Я встал и пошел, медленно и неуверенно… Что я терял? По логике событий, застрелить меня не требовалось, а если и будут стрелять, какая разница? Дважды не убьют, все равно жизни три дня осталось…

Я миновал полицейского в дежурном окне, он сидел что-то писал и как будто меня не заметил, и… остановился перед дверью на улицу. Меня никто не держал и никто за мной не гнался. Мне хотелось жить! Но я не знал, как! Что будет, когда я выйду на свободу? Куда я пойду? Кто меня ждет? Есть ли у меня друзья? Один я должен буду разбираться со всем этим хаосом, свалившимся на меня, или со мной кто-то пойдет рядом?

Я зажмурился и рванул на себя дверь! Свет ослепил меня. Он был настолько ярким, что казалось, светило сразу тысяча солнц. Я испугался, что это были фары полицейских машин, и попытался отпрянуть. Роман стоял сзади и не дал мне сделать шаг назад в тюрьму:

— Иди! Не бойся! Если решился, не оглядывайся назад и иди до конца.

По-прежнему ничего не видя от яркого света, я шагнул вперед. Голова закружилась, я начал судорожно глотать воздух ртом, теряя сознание, и вдруг услышал:

— Он очнулся! Сюда! Скорее! Софья Леонидовна! Он очнулся!

Я медленно начал открывать глаза и обнаружил себя лежащим в палате с кучей трубочек, опутавших меня, и приборов вокруг…

Подбежала Софья.

— Сергей Федорович! Безумно рада вас видеть, — произнесла она, улыбаясь. — Если вы слышите меня, моргните два раза.

Я моргнул, совсем не понимая, зачем она со мной так разговаривает.

— Очень хорошо! Мы будем стараться постепенно вернуть вас к полноценной жизни. Вы, пожалуйста, проявите терпение. Не все сразу! Два года комы… Не каждому счастливится из нее выйти! Я схожу, позову профессора, а Лиза побудет рядом… Она ваша спасительница…

— Ой, Сережа, это не я ваша спасительница, а Софья Леонидовна! Она очень старалась, и профессор — да!

Девушка была милой и что-то щебетала, поправляя проводочки и что-то еще, — я плохо воспринимал информацию.

Пришел… Сделать паузу?
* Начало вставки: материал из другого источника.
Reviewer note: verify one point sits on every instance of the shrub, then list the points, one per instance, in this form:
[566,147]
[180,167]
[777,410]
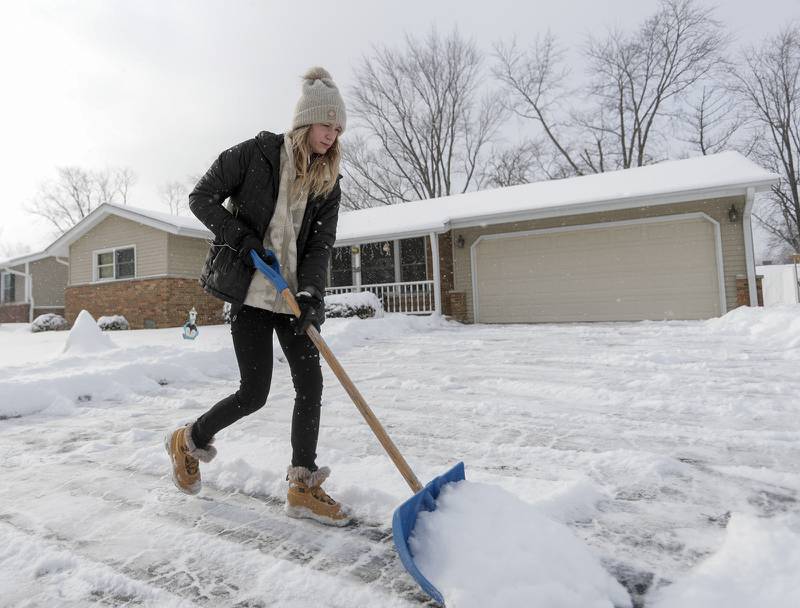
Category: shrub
[113,323]
[49,322]
[362,305]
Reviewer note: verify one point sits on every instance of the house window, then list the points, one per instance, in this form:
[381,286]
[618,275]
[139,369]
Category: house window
[9,285]
[413,266]
[341,267]
[377,263]
[115,264]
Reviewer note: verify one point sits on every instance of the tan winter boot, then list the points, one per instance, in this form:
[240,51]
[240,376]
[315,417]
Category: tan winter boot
[306,499]
[185,457]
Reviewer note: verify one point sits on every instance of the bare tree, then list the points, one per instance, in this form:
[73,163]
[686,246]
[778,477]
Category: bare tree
[175,196]
[424,125]
[512,166]
[768,83]
[712,120]
[637,81]
[77,192]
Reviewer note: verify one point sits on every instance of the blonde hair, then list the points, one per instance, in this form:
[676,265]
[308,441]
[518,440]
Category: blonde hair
[315,173]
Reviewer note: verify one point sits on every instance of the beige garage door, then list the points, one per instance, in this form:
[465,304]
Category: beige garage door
[623,272]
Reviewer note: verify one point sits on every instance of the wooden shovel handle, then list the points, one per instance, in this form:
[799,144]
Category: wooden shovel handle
[360,402]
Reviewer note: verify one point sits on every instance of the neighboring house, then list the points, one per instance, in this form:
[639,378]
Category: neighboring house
[138,263]
[32,285]
[666,241]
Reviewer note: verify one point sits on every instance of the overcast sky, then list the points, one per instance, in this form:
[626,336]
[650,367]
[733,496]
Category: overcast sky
[162,87]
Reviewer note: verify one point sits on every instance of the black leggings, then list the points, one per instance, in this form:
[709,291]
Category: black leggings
[251,329]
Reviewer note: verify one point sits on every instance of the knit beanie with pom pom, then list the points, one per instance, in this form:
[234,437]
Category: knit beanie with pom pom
[320,101]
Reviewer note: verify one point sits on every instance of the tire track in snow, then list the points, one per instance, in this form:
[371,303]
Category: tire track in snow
[363,554]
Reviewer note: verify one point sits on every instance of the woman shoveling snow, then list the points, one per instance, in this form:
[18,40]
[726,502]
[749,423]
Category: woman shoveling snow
[284,198]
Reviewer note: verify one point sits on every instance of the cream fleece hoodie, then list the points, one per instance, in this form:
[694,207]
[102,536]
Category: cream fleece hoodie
[281,238]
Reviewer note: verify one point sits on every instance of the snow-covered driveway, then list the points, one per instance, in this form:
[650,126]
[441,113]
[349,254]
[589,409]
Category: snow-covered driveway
[660,445]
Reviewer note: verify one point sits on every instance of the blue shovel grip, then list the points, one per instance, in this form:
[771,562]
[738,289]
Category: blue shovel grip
[271,271]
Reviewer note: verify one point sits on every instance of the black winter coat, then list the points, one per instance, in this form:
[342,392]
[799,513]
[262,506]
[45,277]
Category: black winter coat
[249,173]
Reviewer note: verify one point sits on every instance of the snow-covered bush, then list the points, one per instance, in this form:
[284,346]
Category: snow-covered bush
[113,323]
[49,322]
[362,305]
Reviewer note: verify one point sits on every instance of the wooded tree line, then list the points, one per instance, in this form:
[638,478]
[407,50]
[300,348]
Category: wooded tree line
[433,116]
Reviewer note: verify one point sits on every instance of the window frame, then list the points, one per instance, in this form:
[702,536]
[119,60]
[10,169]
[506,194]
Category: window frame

Да, профессор, который пару дней назад был … не поверите! Афиногеном Герардовичем — писателем саркастических фельетонов и соседом моего деда. Только теперь можно было определить его возраст. Видимо, в жизни он читал рядом со мной что-нибудь умное, что в коме я принял за откровенную чушь! Тривиально как-то, да? Но что поделать? Видимо, такова жизнь всех выходящих из комы…

Интересно, как зовут его здесь? Спросить, естественно, нет возможности… Кома… С какого перепугу? Что произошло? Когда? А все остальное? Что это было? Два года! Офонареть! Сколько же из такого состояния выбираться? И можно ли? Кто это все оплачивает? А история про маму? А видеообращение издателей? А Софья? Она моя? Со мной?

Профессор что-то вещал, но слова его мешали моему сознанию соображать, и очень хотелось его не слушать!

— Сергей Федорович, вы слышите меня? Моргните дважды.

Надо было возвращаться и помогать этим людям меня вытаскивать, раз уж я здесь снова! Они, видимо, не хило постарались, если устроили мне такую встряску! А Роман? Неужели… Я моргнул дважды…

— Ну слава Богу! Задали же вы нам, голубчик, задачку! А мы ведь собирались вас уже отключать от аппаратуры… Еще три дня, и не было бы у вас шанса вернуться… Вот Софья Леонидовна и Лизонька — как же они старались…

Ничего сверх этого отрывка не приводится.